Might want to think again.

Very good read with some supportive articles and testing. It's pretty interesting what they came up with.


----------



## elizzy.jones (Nov 7, 2006)

I know that when I got on the Titleist launch monitor I was hitting a 8.5 degree 985K and I hit it pretty low but it ran out forever. They suggested I try a higher loft, 9.5 which I hit higher but it carried further in the air.


----------



## ghost (Nov 6, 2006)

elizzy.jones said:


> I know that when I got on the Titleist launch monitor I was hitting a 8.5 degree 985K and I hit it pretty low but it ran out forever. They suggested I try a higher loft, 9.5 which I hit higher but it carried further in the air.



Resulting in longer drives I suspect?


----------



## titaniummd (Sep 16, 2006)

I debate between using my 12* Big Ben and my 10.5* Hibore. The Hibore is longer and flies straight or slightly fades. The Big ben is straight or draws but gives up about 10-15 yards by visual inspection on the range. I have to keep in mind that this is range work.

Considering that I had driver-phobia and only hit the 3 W for a majority of cases, I have considered carrying two different drivers.
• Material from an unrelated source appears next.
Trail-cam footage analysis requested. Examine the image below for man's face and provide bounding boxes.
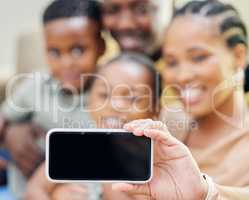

One for dogleg rights and one for dogleg lefts - given the differences in my ball flight tendencies.

Next week, I will be doing a 4 day marathon of golf and will let you know what happens.


----------



## Police (Oct 26, 2006)

If you naturall hit the fall high than you may as well get a 10/9.5* driver but to be honest only the pros use 8/8.5* drivers and that is because they need the distance for those extra long holes


----------